1. Prikkelbaarheid: Zenuw- en spiercellen zijn prikkelbaar, wat betekent dat ze elektrische signalen kunnen genereren die actiepotentialen worden genoemd. Dankzij deze actiepotentialen kunnen ze snel informatie over lange afstanden verzenden. Andere lichaamscellen, zoals huid- of levercellen, hebben deze eigenschap niet.

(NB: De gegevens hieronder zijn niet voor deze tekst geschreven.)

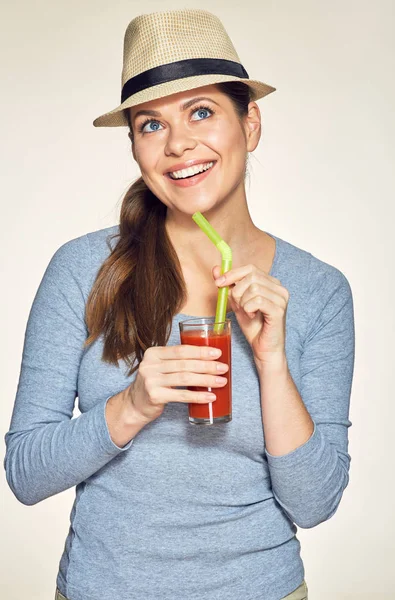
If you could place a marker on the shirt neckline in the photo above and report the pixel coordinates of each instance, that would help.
(271, 272)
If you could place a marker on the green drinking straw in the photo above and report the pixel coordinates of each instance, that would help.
(226, 265)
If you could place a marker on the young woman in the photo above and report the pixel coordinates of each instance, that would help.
(164, 509)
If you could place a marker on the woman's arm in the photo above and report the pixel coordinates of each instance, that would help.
(48, 451)
(308, 479)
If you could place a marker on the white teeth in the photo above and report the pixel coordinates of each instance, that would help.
(191, 171)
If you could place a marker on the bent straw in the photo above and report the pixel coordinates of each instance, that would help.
(226, 265)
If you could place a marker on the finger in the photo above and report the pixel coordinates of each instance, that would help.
(165, 395)
(195, 366)
(257, 289)
(264, 305)
(234, 275)
(180, 352)
(189, 379)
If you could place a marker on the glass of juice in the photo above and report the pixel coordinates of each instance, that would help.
(201, 332)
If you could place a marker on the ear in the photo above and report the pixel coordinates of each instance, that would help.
(253, 126)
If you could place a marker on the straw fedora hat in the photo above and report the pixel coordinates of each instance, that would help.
(174, 51)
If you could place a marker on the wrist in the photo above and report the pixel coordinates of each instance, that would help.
(277, 363)
(131, 414)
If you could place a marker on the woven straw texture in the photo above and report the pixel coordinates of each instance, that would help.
(160, 38)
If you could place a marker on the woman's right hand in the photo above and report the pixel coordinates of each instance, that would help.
(166, 367)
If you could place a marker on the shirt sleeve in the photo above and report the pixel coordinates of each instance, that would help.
(47, 451)
(309, 482)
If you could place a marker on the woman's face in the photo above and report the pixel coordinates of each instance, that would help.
(170, 132)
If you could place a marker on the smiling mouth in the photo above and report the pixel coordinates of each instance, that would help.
(190, 176)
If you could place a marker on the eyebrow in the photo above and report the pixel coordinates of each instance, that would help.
(155, 113)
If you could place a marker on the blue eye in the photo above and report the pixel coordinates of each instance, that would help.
(199, 109)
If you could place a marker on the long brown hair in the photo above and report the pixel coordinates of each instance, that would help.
(140, 286)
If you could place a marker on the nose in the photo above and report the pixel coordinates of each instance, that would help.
(179, 140)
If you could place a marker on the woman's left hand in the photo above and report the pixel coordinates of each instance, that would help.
(260, 303)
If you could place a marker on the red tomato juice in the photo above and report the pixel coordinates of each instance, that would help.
(222, 406)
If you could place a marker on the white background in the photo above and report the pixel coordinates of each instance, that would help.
(322, 178)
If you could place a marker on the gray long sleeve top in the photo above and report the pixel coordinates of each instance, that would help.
(181, 512)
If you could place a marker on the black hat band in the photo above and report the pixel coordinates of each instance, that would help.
(179, 70)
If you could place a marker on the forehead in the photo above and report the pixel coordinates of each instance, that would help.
(178, 100)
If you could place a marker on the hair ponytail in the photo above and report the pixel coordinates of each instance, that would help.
(140, 286)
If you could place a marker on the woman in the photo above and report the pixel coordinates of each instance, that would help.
(163, 509)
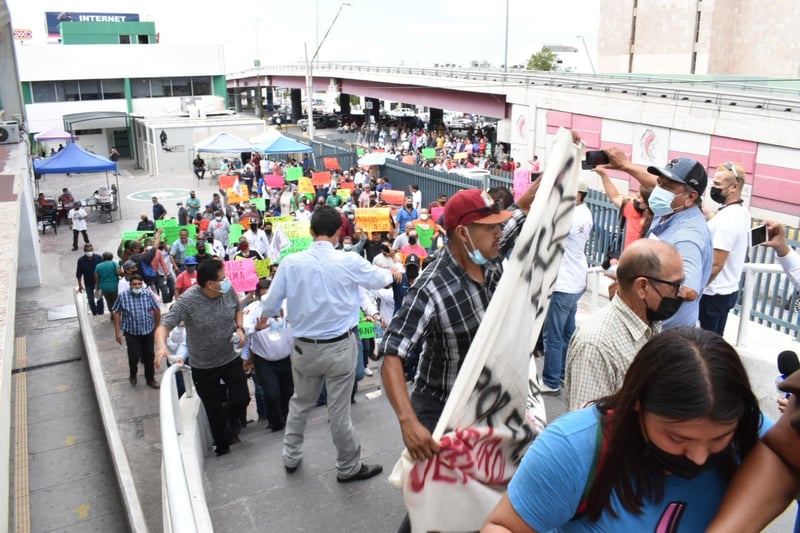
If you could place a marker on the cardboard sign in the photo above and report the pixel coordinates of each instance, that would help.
(321, 179)
(241, 274)
(305, 186)
(262, 267)
(226, 182)
(261, 203)
(294, 173)
(274, 182)
(373, 219)
(235, 233)
(393, 197)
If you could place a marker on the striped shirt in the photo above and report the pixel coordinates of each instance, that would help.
(601, 351)
(138, 312)
(441, 314)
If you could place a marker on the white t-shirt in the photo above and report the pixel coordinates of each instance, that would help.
(78, 218)
(730, 231)
(572, 274)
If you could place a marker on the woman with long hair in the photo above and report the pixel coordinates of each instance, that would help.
(655, 456)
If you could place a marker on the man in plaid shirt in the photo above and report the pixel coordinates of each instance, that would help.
(136, 315)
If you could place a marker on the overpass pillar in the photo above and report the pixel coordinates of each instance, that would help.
(344, 103)
(297, 105)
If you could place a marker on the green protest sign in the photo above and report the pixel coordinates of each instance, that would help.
(261, 203)
(294, 173)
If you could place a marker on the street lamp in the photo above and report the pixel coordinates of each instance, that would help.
(587, 52)
(310, 73)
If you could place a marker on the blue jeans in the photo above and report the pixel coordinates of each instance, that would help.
(559, 325)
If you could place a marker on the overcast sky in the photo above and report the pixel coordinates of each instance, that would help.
(378, 32)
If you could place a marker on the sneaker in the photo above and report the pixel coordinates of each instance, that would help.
(546, 389)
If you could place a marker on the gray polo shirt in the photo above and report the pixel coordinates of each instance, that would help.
(210, 323)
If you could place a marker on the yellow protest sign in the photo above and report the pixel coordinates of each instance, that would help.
(373, 219)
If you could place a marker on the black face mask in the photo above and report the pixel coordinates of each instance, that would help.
(667, 308)
(716, 195)
(681, 465)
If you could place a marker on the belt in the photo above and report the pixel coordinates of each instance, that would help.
(341, 337)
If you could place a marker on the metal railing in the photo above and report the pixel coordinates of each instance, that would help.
(178, 511)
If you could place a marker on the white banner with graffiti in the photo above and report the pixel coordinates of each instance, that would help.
(495, 409)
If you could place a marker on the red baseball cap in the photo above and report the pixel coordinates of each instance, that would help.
(473, 206)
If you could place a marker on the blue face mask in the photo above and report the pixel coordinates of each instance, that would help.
(474, 255)
(660, 201)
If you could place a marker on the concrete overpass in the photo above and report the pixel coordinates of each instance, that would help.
(652, 118)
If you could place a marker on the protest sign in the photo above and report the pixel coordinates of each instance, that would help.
(331, 163)
(241, 274)
(274, 182)
(373, 219)
(495, 408)
(522, 182)
(320, 179)
(390, 196)
(261, 203)
(294, 173)
(226, 182)
(262, 268)
(235, 233)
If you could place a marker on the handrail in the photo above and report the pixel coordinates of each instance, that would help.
(177, 496)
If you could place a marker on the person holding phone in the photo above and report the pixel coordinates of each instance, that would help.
(729, 229)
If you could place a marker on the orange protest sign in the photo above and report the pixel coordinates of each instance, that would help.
(373, 219)
(226, 182)
(393, 197)
(321, 179)
(331, 163)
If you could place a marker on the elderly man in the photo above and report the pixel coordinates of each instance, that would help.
(677, 219)
(730, 231)
(650, 277)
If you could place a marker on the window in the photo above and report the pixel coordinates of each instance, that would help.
(113, 89)
(44, 91)
(201, 86)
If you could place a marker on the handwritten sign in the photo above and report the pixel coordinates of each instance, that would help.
(294, 173)
(260, 203)
(331, 163)
(321, 179)
(241, 274)
(236, 233)
(393, 197)
(226, 182)
(305, 186)
(262, 268)
(373, 219)
(274, 182)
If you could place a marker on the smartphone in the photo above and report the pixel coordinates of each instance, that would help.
(758, 235)
(594, 158)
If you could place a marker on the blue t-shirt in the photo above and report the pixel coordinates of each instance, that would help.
(688, 232)
(547, 487)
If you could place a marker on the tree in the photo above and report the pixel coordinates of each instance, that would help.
(545, 59)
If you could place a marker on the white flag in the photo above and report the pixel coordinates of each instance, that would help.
(495, 409)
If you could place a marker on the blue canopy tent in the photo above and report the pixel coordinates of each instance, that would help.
(74, 159)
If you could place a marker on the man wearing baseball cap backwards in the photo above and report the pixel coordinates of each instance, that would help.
(443, 309)
(678, 220)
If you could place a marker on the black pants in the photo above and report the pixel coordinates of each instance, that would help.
(219, 411)
(275, 378)
(141, 347)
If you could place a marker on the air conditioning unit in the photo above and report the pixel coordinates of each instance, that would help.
(9, 133)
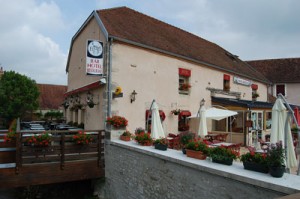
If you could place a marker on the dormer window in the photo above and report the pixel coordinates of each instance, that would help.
(226, 82)
(280, 88)
(184, 81)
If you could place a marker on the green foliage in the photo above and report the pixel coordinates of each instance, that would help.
(185, 137)
(197, 145)
(53, 114)
(276, 155)
(260, 158)
(18, 95)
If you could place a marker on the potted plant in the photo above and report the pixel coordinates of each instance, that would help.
(175, 111)
(183, 127)
(81, 138)
(255, 95)
(255, 161)
(10, 137)
(197, 149)
(185, 86)
(223, 155)
(184, 138)
(161, 144)
(125, 136)
(41, 140)
(117, 121)
(143, 139)
(276, 159)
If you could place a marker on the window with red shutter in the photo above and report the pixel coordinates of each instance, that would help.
(280, 88)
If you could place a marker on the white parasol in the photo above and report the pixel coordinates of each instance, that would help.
(202, 130)
(280, 128)
(157, 130)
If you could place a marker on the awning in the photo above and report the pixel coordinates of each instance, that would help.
(241, 103)
(161, 114)
(216, 114)
(185, 114)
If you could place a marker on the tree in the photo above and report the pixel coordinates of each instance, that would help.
(54, 114)
(18, 96)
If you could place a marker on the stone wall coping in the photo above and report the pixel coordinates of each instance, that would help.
(288, 184)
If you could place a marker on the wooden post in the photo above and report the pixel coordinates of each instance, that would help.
(18, 151)
(99, 140)
(62, 155)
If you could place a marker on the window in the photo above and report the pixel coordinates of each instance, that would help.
(254, 91)
(268, 120)
(182, 121)
(226, 83)
(148, 118)
(280, 88)
(184, 81)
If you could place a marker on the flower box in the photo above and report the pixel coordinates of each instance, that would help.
(195, 154)
(253, 166)
(125, 138)
(162, 147)
(227, 161)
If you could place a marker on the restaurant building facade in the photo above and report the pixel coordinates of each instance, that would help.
(142, 59)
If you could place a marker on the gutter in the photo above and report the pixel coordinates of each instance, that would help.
(186, 58)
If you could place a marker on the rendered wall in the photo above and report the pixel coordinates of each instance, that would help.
(135, 173)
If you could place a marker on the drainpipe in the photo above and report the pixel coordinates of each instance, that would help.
(292, 116)
(109, 79)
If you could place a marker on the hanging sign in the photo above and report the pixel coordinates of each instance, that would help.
(244, 82)
(94, 57)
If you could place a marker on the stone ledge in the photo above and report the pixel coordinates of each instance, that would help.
(288, 184)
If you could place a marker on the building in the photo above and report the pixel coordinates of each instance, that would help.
(284, 75)
(147, 59)
(51, 97)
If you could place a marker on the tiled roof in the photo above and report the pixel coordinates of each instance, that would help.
(279, 70)
(51, 96)
(131, 26)
(246, 103)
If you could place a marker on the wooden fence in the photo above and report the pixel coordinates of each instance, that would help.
(22, 164)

2. Polariteit: Zenuw- en spiercellen zijn gepolariseerd, wat betekent dat ze een duidelijke elektrische ladingsverdeling over hun membranen hebben. De binnenkant van deze cellen is negatief ten opzichte van de buitenkant, en dit verschil in elektrische potentiaal is essentieel voor het genereren van actiepotentialen.

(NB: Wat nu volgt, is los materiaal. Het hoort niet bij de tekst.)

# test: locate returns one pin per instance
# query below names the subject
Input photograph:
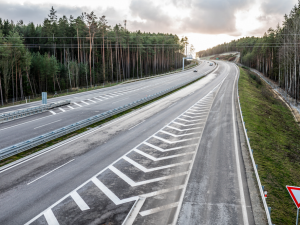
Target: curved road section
(175, 161)
(88, 104)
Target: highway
(174, 161)
(87, 104)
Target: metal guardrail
(23, 146)
(6, 117)
(253, 161)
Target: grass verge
(57, 140)
(274, 137)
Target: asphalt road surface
(176, 160)
(85, 105)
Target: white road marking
(134, 184)
(46, 124)
(79, 201)
(110, 194)
(119, 100)
(85, 102)
(50, 172)
(77, 104)
(168, 149)
(158, 209)
(50, 218)
(179, 135)
(162, 158)
(98, 99)
(146, 170)
(170, 142)
(241, 187)
(136, 125)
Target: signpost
(295, 194)
(44, 98)
(188, 57)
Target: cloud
(212, 17)
(36, 13)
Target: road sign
(295, 194)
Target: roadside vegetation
(68, 53)
(275, 139)
(67, 136)
(276, 54)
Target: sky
(206, 23)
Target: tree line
(276, 54)
(68, 53)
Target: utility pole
(125, 21)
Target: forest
(68, 53)
(276, 54)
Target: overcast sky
(205, 22)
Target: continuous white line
(77, 104)
(79, 201)
(158, 209)
(145, 170)
(136, 125)
(50, 218)
(241, 187)
(46, 124)
(162, 158)
(50, 172)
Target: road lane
(152, 160)
(217, 190)
(23, 129)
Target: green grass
(275, 138)
(57, 140)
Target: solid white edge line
(47, 124)
(50, 217)
(49, 172)
(79, 201)
(240, 181)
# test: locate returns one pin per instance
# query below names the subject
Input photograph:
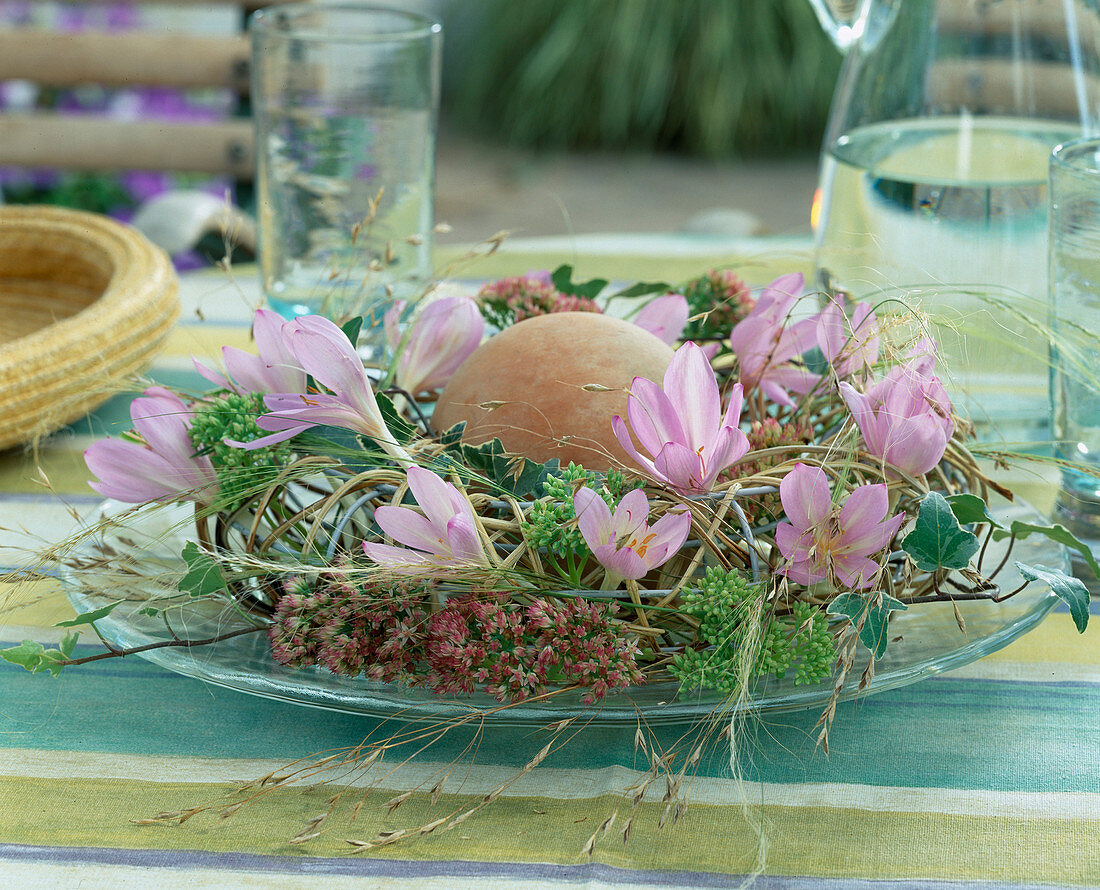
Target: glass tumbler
(344, 101)
(1075, 366)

3. Communicatie: Zenuw- en spiercellen communiceren met elkaar via chemische signalen die neurotransmitters worden genoemd. Neurotransmitters worden vrijgegeven door zenuwcellen en binden zich aan receptoren op spiercellen, waardoor ze samentrekken.

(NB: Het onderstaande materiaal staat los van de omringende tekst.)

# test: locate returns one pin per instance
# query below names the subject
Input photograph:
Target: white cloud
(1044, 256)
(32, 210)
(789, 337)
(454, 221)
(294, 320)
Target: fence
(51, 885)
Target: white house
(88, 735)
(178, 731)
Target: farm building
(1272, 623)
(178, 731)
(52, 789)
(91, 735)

4. Contractiliteit: Spiercellen zijn gespecialiseerd in samentrekking, het proces waarbij ze korter worden en kracht genereren. Deze eigenschap zorgt ervoor dat spieren het lichaam kunnen bewegen en verschillende functies kunnen uitvoeren, zoals lopen, praten en ademen.
5. Aanpassing: Zenuw- en spiercellen kunnen zich aanpassen aan veranderingen in hun omgeving. Als een spier bijvoorbeeld regelmatig wordt getraind, wordt deze sterker en beter bestand tegen vermoeidheid. Dit komt door het feit dat zenuw- en spiercellen de productie van eiwitten en andere moleculen die nodig zijn voor hun functie kunnen verhogen.
Naast deze verschillen hebben zenuw- en spiercellen ook enkele overeenkomsten met andere lichaamscellen. Ze bevatten bijvoorbeeld allemaal een kern, cytoplasma en plasmamembraan. Ze voeren ook allemaal de basisprocessen van het celleven uit, zoals metabolisme en voortplanting.